После поражения Германии немецкое население в Риу-Гранди-ду-Сул стремилось реорганизоваться, и руководство быстро сформулировало свои взгляды. В 1947 году около 30% избранных депутатов штата имели немецкую фамилию, что было намного выше доли немцев в обществе. В следующем году в Законодательном собрании потребовали вернуть имущество, конфискованное во время войны. В 1949 году 25 июля, дата прибытия первых иммигрантов в штат, уже могла публично отмечаться в присутствии губернатора штата, а в 1950 году немец был кандидатом на пост губернатора.
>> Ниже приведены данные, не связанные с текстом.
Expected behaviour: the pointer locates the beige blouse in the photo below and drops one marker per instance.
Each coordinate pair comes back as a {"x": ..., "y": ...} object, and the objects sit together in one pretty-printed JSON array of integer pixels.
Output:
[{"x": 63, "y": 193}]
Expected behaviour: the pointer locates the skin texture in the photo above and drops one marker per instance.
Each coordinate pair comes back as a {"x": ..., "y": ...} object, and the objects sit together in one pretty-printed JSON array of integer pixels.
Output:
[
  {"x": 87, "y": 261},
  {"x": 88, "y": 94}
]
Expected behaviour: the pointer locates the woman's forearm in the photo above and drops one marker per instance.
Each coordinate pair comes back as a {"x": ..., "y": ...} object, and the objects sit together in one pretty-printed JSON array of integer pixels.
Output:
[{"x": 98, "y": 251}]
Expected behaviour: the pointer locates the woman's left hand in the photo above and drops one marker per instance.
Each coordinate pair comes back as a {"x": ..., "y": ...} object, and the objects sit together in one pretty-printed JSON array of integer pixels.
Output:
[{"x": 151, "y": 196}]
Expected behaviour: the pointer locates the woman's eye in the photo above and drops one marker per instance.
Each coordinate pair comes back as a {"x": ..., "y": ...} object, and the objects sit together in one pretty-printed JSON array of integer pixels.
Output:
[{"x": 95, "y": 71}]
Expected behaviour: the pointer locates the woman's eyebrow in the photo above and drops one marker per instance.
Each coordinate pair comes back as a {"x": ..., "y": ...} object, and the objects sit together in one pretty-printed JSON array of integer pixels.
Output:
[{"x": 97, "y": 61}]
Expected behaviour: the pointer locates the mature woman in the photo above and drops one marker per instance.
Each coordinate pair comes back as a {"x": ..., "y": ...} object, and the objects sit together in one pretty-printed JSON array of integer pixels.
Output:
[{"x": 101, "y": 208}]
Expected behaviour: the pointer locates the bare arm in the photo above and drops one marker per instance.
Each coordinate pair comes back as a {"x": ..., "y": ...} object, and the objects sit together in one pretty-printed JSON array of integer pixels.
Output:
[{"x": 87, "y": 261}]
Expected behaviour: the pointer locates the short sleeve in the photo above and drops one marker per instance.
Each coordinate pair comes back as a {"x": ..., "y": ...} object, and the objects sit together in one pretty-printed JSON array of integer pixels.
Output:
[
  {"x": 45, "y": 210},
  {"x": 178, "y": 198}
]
В 1951 году в Порту-Алегри был основан первый Культурный центр 25 июля, который послужил моделью для создания нескольких других по всему штату, выступая в качестве полюсов для развития культуры, искусства, языка и традиций. [36]
Однако в то же время в учреждениях и группах существовало желание стать «бразильскими», и многие семьи добровольно прекратили использование языка дома из-за старых предрассудков, которые сохранялись против немецкости, и, по словам Рене Герца, ограничения разного рода сохранялись в течение многих лет, «факт, который можно увидеть, например, в частоте, с которой до 1960-х годов выражение «картофельный немец» (« alemão batata ») использовалось для проклятия людей». [36] Герц также заявил, что «влияние войны на население немецкого происхождения в Риу-Гранди-ду-Сул распространяется и на сегодняшний день, когда не только общественное мнение, здравый смысл, но даже государственные агенты исходят из, казалось бы, очевидного предположения, что явление, называемое « неонацизмом », может быть только исключительным продуктом немецкой колонии». [4]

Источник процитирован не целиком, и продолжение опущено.